Chitokoloki has an incredibly high HIV-AIDS rate and part of Wichers’ job was to educate the people about how to prevent contracting it. It wasn’t as easy as it sounds.
“I was able to give a talk at the school to all the Grade 8 to Grade 12 girls. The teachers asked me to talk about sexual health and HIV-AIDS,” she said. “I was happy to do that, but I found out that 80 per cent of them had children already.”
Wichers said it was shocking to her that this was the case and knew that this talk should’ve been given to younger females instead because for most of the girls, it was already too late.
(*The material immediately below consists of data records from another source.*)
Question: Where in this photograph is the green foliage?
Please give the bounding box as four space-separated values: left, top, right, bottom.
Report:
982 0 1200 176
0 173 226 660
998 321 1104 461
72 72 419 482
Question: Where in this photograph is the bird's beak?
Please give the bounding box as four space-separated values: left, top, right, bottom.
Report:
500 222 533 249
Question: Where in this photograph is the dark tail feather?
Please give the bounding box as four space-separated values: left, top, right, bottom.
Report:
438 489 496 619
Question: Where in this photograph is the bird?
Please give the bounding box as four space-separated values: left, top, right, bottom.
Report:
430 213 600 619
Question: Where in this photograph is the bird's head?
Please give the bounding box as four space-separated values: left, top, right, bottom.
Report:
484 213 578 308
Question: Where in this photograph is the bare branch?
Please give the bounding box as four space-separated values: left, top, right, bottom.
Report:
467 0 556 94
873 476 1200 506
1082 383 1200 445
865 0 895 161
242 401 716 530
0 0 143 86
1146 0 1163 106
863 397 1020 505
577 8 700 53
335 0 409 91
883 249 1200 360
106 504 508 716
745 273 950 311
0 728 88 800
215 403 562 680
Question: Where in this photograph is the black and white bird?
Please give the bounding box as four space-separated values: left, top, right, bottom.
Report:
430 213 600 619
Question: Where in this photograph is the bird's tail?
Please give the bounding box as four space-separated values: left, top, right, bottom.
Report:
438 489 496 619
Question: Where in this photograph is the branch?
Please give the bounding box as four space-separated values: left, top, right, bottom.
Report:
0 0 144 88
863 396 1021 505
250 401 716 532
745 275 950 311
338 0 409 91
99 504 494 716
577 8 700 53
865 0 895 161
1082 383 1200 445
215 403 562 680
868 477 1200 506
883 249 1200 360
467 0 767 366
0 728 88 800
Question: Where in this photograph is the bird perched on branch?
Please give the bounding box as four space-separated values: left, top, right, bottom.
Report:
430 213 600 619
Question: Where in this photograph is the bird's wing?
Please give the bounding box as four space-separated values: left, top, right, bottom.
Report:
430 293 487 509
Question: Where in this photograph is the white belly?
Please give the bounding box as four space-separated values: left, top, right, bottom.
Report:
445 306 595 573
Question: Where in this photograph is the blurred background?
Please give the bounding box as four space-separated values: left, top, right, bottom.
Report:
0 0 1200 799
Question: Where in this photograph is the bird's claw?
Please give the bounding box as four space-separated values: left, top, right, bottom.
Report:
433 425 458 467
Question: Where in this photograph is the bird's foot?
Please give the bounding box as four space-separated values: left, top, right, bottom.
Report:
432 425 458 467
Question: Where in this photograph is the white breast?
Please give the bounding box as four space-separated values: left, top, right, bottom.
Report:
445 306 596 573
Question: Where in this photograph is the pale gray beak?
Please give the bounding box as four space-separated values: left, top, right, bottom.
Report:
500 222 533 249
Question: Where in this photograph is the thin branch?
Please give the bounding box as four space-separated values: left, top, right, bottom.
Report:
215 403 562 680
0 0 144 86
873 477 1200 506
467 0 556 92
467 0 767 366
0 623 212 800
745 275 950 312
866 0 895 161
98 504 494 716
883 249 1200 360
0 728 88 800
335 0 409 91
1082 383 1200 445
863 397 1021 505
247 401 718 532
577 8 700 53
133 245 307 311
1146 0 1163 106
However, Wichers valued her time with the community members outside of the hospital because she said it helped her to learn about how they think and their attitudes toward different topics. She said this aided her when she had to take care of them in the hospital.
After contacting the other two students who were not able to make it to the informational session, it was easy to conclude that all five students wouldn’t have traded their experience for anything.
They learned more than just how to be a nurse or how to survive in a different country. It was more than just an exchange program. All five women could say they now view the world through a different pair of eyes and that Canadians are lucky to live in a country with such sophisticated health care.